Bagi Karel Dobbelaere, sekularisasi adalah suatu proses dalam masyarakat di dalam mana suatu sistem keagamaan yang transenden dan mencakup segalanya disusutkan menjadi suatu subsistem dari masyarakat yang ada bersama subsistem-subsistem lainnya; proses ini membuat klaim-klaim tentang pencakupan segalanya itu kehilangan relevansinya. Dengan demikian, lembaga agama termarjinalisasikan dan terprivatisasi (Dobbelaere 1989:29, 32).

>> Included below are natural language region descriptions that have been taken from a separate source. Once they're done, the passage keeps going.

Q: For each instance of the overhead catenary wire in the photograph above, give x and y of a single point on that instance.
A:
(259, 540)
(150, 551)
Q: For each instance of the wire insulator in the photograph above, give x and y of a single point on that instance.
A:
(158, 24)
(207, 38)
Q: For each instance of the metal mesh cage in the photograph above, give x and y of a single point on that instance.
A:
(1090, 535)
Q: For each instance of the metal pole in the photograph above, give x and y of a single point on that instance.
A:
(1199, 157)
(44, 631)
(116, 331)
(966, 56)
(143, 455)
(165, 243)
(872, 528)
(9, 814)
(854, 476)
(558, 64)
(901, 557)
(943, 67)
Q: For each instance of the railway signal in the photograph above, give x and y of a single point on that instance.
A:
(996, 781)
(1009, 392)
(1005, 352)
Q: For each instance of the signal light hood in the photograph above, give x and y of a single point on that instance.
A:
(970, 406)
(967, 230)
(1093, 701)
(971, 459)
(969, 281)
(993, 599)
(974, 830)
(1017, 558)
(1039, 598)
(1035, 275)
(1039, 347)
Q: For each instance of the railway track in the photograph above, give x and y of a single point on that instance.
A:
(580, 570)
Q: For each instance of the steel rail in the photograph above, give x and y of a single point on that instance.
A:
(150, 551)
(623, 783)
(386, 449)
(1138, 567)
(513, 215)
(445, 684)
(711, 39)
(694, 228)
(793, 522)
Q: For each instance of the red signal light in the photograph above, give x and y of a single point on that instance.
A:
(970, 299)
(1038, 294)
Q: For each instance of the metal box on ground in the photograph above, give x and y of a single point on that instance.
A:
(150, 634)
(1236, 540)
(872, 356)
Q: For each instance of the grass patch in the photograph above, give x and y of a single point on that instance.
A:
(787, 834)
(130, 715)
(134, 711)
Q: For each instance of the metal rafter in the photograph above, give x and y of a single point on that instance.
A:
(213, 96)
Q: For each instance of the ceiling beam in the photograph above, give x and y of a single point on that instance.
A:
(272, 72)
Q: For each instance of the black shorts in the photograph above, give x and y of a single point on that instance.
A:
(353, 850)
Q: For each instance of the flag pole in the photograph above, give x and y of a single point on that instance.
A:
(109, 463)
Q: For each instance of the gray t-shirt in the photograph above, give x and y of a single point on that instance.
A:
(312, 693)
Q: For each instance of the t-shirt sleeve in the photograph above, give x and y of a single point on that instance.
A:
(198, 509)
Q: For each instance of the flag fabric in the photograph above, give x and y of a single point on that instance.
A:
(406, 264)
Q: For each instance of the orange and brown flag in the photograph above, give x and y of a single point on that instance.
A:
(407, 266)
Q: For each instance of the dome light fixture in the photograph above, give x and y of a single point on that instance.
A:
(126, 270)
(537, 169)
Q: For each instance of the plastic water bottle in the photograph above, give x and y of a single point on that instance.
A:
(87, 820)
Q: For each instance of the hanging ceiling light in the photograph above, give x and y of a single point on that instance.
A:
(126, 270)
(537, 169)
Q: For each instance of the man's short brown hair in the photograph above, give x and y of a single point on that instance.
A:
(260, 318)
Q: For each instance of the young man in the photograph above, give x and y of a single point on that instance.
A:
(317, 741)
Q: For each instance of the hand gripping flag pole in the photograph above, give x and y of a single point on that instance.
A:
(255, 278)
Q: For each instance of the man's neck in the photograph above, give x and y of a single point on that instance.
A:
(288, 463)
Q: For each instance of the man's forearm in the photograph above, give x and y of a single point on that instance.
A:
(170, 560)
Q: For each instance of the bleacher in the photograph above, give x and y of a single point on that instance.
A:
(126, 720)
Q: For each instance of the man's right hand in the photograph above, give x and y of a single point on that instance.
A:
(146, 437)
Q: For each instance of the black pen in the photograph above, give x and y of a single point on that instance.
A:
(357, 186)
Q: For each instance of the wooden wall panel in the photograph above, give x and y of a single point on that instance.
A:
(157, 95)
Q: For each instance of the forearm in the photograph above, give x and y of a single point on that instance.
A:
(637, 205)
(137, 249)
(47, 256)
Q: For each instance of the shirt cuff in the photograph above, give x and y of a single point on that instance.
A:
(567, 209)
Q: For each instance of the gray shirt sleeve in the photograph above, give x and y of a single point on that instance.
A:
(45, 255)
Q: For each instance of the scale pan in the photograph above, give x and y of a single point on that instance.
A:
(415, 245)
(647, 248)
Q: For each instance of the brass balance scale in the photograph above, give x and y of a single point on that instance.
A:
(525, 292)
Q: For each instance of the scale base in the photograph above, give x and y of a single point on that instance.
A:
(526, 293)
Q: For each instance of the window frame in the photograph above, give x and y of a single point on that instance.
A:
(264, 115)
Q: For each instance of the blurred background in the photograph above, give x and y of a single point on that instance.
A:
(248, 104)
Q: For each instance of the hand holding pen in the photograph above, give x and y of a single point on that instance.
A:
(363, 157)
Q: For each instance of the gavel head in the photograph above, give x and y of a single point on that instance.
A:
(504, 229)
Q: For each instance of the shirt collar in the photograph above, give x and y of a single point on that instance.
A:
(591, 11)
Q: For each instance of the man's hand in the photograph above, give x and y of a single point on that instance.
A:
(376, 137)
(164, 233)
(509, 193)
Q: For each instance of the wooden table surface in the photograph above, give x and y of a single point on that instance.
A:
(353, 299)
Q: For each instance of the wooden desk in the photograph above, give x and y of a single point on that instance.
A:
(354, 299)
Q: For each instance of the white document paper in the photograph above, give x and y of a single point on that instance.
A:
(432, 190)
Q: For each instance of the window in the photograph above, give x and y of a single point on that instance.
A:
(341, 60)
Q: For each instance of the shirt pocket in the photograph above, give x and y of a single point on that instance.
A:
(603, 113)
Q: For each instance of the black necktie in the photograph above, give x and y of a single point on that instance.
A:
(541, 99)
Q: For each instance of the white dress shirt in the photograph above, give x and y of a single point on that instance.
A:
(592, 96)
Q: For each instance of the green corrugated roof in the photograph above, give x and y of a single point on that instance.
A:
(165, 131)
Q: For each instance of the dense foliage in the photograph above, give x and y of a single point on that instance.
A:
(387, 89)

Dobbelaere berteori (1989:27-44) bahwa sekularisasi terjadi karena di dalam masyarakat telah berlangsung perubahan-perubahan struktural, yang membuat sistem besar pengelolaan atau manajemen masyarakat disubdivisikan ke dalam subsistem-subsistem yang lebih kecil namun rasional, yang masing-masing memainkan fungsi sendiri-sendiri (ekonomi, polity, famili, pendidikan, sains). Subsistem-subsistem ini sangat terspesialisasi dan terdiferensiasi secara fungsional, dan keadaan ini telah menghasilkan organisasi-organisasi yang makin bertambah rasional. Masyarakat menjadi tersegmentasi ke dalam sejumlah domain kelembagaan, yang fungsional, rasional dan otonom. Sub-subdivisi, diferensiasi, segmentasi, spesialisasi dan individuasi fungsi-fungsi dalam masyarakat hanya bisa berlangsung kalau ada nilai-nilai civik inti yang melandasi dan menyemangati, yakni libertas dan equalitas. Tetapi karena tidak semua orang memiliki keahlian-keahlian yang diperlukan (meskipun ada nilai equalitas), maka di dalam subsistem-subsistem itu diperlukan orang-orang yang profesional. Siapa saja yang memiliki profesionalitas, boleh berfungsi dalam suatu subsistem yang cocok.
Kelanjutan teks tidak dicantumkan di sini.